To equate tests, as per Dorans and Holland (2000) as cited by Linn, there are five requirements that must be met. These requirements “enjoy a broad professional consensus” and also pertain to test equating when it comes to doing this within VAMs:
- The Equal Construct Requirement: Tests that measure different constructs (e.g., mathematics versus reading/language arts) should not be equated. States that are using different subject area tests as pretests for other subject area tests to measure growth over time, for example, are in serious violation of this requirement.

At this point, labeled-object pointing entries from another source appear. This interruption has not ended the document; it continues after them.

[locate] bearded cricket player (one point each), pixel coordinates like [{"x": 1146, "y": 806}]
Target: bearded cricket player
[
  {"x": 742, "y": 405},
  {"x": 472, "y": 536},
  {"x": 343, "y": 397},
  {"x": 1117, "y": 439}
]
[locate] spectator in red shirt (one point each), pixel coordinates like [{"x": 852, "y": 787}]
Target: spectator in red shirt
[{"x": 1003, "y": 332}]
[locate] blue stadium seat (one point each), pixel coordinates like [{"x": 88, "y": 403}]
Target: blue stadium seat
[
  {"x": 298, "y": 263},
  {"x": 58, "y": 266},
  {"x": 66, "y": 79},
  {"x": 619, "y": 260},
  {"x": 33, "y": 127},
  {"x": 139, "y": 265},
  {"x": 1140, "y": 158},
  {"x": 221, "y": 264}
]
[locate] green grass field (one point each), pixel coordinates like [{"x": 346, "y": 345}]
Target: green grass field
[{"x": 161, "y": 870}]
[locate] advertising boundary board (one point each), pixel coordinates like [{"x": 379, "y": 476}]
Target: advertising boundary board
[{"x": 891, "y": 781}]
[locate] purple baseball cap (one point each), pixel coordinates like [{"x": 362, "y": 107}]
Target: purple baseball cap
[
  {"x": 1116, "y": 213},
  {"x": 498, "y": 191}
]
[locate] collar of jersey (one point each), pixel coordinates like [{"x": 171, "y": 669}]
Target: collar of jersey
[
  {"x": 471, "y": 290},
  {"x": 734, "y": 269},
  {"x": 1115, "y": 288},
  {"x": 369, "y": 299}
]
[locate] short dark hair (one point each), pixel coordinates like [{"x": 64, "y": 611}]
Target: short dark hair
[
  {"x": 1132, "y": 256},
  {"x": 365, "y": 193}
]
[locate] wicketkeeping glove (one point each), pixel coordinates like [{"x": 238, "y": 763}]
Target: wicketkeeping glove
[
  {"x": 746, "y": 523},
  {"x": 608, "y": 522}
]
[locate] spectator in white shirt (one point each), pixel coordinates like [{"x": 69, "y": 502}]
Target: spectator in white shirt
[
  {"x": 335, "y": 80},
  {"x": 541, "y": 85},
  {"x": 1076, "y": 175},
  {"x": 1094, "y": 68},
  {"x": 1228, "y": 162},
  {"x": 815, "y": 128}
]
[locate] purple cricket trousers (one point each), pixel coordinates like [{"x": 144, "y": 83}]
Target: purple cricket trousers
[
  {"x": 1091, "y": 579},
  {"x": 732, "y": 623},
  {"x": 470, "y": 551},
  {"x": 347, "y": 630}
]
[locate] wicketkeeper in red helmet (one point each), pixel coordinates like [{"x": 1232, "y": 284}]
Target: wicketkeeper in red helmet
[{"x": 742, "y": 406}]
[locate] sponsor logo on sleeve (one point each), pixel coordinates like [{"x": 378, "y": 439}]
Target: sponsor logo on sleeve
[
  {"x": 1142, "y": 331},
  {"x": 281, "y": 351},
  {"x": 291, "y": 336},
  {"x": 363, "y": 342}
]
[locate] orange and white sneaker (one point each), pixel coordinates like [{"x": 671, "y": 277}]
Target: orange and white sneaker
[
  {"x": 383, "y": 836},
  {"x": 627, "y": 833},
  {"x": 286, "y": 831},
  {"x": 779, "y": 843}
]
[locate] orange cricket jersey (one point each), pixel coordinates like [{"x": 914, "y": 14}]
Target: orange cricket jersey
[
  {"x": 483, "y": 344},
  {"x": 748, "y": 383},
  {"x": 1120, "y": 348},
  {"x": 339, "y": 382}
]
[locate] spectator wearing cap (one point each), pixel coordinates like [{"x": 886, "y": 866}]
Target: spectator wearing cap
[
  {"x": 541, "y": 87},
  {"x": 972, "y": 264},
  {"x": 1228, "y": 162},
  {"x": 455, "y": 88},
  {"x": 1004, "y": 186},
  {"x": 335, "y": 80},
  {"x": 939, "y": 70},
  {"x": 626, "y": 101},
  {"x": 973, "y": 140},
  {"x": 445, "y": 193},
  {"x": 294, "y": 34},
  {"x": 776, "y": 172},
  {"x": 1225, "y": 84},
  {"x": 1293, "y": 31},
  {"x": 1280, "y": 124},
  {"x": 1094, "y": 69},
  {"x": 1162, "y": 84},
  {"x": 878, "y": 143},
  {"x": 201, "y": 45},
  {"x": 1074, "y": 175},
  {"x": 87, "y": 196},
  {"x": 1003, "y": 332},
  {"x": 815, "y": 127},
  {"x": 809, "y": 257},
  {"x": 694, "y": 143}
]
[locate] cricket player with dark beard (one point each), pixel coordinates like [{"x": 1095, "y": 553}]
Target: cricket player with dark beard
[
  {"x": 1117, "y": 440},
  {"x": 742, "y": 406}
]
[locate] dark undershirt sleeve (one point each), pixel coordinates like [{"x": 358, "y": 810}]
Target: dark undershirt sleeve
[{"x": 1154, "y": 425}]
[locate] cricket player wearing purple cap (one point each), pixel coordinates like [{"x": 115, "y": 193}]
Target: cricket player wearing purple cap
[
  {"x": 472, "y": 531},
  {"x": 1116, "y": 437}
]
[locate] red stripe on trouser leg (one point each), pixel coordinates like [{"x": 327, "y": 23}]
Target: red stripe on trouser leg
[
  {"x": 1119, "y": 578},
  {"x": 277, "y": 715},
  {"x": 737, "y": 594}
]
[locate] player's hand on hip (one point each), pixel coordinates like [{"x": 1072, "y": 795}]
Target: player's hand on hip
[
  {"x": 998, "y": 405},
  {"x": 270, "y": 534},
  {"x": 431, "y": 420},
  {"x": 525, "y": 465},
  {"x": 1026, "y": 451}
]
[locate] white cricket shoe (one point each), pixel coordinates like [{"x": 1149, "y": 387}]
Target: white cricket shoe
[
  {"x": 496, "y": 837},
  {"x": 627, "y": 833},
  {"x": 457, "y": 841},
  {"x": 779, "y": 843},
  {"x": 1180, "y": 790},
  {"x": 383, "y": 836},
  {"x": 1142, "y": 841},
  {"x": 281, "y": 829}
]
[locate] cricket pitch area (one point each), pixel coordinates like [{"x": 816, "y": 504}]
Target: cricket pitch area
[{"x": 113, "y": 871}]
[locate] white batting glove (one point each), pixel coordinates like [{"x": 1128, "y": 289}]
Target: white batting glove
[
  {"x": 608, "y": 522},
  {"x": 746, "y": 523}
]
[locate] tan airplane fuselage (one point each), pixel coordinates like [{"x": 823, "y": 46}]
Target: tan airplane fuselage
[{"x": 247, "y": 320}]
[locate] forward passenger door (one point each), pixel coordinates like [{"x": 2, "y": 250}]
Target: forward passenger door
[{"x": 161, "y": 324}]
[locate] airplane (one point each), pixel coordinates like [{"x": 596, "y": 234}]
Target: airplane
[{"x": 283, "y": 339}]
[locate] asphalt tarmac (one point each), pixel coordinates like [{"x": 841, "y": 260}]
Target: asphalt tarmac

- The Equal Reliability Requirement: Tests that measure the same construct but which differ in reliability (i.e., consistency at the same time or over time as measured in a variety of ways) should not be equated. Most large-scale tests, often depending on whether they yield norm- or criterion-referenced data given the normed or state standards to which they are aligned, yield different levels of reliability. Likewise, the types of consequences attached to test results throw this off as well.
- The Symmetry Requirement: The equating function for equating the scores of Y to those of X should be the inverse of the equating function for equating the scores of X to those of Y. I am unfamiliar of studies that have addressed this as this is typically overlooked and assumed.
- The Equity Requirement: It ought to be a matter of indifference for an examinee to be tested by either one of the two tests that have been equated. It is not, however, a matter of indifference in the universe of VAMs, as best demonstrated by the research conducted by Papay (2010) in his Different tests, different answers: The stability of teacher value-added estimates across outcome measures study.
- Population Invariance Requirement: The choice of (sub)population used to compute the equating function between the scores on tests X and Y should not matter. In other words, the equating function used to link the scores of X and Y should be population invariant. As also noted in Papay (2010) even using the same populations, the scores on tests X and Y DO matter.
Accordingly, here are Linn’s two key points of caution: (1) Factors that complicate doing this, and make such simple conversions less reliable and less or invalid include “the content, format, and margins of error of the tests; the intended and actual uses of the tests; and the consequences attached to the results of the tests.” Likewise, (2) “it cannot be assumed that converted scores will behave just like those of the test whose scale is adopted.” That is, by converting or norming scores to permit longitudinal analyses (i.e., in the case of VAMs) can very well violate what the test scores mean even if commonsense might tell us they essentially mean the same thing.
Hence, and also as per the National Research Council (NRC), “it is not feasible to compare ‘the full array of currently administered commercial and state achievement tests to one another, through the development of a single equivalency or linking scale.” Test content varies so much “in content, item format, conditions of administration, and consequences attached to [test] results that the linked scores could not be considered sufficiently comparable to justify the development of [a] single equivalency scale.”
“Although NAEP [the National Assessment of Educational Progress – the nation’s “best” test] would seem to hold the greatest promise for linking state assessments… NAEP has no consequences either for individual students or for the schools they attend. State assessments, on the other hand, clearly have important consequences for schools and in a number of states they also have significant consequences for individual students” and now teachers. This is the key factor that throws off the potential to equate tests that are not designed to be interchangeable. This is certainly not to say, however, just increase the consequences across tests to make them more interchangeable. It’s just not that simple – see rules 1-5 above.